C’est environ à trois cent vingt cinq pieds.
Un vieux nid dont les petits sont épiés
Par l’œil perçant de quelque oiseau de proie
S’épanouit aux brises de suroïe, —
Peut-être même à trois cent trente pieds.

L’oiseau de proie, — un émouchet, sans doute, —
A vu le nid car il change de route.
Puis, tout autour, le vorace larron
Commence par décrire un vaste rond…
Oui !
Oui !
C’est bien un émouchet, nul doute.

Quant aux petits, eux, ce sont des choucas.
Leurs père et mère, en quête d’un repas,
Trop loin déjà ne peuvent les entendre
Ni revenir à temps pour les défendre.
Ils sont là six ou sept petits choucas.

L’émouchet donne un rapide coup d’aile
Vers cette proie, il se rapproche d’elle
Et de son vol l’orbe se rétrécit.
Le bec ouvert, la serre ouverte aussi,
Il fond enfin d’un rapide coup d’aile.

Soudain, d’en bas, on entend comme un choc.
Le nid est-il brisé ?
Non ‘ !
Le vieux coq,
Pris par le vent, tournant de queue en tête
A durement frappé du bec la bête
Qui n’a pas pu se garer de ce choc.

Et l’émouchet, cassé de l’aile droite,
Est rejeté loin du nid qu’il convoite,
Il tombe et s’est aussitôt achevé
En se brisant en bas sur le pavé,
Car il était cassé de l’aile droite.

Où les choucas avaient-ils donc leur nid ?
Là-haut, tout droit vers le zénith
Où va pointant la flèche magistrale

Qui montre au loin la vieille cathédrale…
Oui, c’est là-haut qu’ils ont juché leur nid.
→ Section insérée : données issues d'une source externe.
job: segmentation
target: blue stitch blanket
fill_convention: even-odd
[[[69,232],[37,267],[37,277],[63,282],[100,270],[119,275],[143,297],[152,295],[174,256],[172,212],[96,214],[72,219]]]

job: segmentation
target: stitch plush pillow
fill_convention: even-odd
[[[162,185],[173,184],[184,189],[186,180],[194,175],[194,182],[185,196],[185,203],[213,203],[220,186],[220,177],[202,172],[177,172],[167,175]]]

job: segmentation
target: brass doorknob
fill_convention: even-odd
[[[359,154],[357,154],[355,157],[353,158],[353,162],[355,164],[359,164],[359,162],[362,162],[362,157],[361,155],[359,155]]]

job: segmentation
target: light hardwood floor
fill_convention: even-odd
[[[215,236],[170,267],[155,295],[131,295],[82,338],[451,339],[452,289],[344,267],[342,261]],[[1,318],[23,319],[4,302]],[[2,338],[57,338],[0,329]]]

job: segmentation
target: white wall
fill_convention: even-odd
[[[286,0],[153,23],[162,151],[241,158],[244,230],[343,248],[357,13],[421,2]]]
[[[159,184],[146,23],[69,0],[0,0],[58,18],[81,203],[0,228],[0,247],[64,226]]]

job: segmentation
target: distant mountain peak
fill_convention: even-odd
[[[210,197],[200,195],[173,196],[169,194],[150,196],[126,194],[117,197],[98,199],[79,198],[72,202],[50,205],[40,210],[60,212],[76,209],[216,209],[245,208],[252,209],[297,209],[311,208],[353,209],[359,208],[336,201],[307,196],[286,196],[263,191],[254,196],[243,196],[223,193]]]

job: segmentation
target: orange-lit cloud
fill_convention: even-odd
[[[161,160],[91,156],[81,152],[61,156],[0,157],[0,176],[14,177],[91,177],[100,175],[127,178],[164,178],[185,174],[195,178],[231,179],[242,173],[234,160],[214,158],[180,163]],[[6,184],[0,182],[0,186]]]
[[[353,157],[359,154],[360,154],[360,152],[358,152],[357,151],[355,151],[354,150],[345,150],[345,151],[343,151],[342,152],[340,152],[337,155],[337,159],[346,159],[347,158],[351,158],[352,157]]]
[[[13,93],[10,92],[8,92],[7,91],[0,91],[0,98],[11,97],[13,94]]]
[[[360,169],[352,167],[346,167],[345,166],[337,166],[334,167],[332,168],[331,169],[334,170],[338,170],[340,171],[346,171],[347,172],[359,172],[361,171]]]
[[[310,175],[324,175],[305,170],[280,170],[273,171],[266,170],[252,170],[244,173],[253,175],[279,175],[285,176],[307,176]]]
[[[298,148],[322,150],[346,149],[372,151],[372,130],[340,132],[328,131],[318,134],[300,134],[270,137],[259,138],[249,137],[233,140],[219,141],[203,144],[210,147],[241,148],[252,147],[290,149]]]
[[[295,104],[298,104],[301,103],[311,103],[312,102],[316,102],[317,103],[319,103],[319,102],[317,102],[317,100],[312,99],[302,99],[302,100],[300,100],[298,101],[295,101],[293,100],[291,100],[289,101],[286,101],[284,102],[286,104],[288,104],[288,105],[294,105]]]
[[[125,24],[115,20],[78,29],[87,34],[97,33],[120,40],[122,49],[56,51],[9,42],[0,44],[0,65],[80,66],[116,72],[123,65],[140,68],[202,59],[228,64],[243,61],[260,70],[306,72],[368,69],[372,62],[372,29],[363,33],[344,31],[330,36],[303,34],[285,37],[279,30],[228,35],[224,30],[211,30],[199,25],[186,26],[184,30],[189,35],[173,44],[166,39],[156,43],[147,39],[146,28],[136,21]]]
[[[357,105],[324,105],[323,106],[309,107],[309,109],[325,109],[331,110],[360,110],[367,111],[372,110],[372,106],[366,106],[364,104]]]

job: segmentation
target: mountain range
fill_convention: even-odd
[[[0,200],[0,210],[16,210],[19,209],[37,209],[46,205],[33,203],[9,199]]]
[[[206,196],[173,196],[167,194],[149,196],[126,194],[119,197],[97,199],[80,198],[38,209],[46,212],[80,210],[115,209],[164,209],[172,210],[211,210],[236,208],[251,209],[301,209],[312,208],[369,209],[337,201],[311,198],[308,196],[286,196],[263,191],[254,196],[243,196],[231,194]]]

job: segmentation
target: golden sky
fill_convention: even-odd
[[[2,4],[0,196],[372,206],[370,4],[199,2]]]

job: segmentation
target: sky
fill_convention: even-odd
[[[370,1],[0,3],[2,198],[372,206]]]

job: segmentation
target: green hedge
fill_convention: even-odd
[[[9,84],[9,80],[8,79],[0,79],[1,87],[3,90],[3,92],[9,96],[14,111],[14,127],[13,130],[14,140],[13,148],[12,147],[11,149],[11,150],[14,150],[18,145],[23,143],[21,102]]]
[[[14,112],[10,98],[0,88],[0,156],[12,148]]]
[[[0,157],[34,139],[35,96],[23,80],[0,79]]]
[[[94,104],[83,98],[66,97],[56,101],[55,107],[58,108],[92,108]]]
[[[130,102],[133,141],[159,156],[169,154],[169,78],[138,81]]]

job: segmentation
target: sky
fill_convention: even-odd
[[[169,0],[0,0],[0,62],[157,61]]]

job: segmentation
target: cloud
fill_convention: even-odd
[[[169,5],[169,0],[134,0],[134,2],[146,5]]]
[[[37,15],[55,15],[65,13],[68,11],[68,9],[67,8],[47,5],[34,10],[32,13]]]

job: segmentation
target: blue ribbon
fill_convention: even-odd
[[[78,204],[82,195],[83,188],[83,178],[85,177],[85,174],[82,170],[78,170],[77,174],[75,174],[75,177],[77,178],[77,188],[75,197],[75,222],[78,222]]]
Entre les bras de la croix que domine
Le coq de cuivre, à la superbe mine,
Sur ses ergots perchés, le bec ouvert
Aux rudes vents, l’été comme l’hiver,
Depuis mille ans, c’est là qu’il domine !

C’est environ à trois cent vingt cinq pieds
Qu’il veille ainsi, gardant les nids épiés,
Sur les choucas, compagnons ordinaires
De ce vieux coq, comme lui centenaires, -Peut-être même à trois cent trente pieds.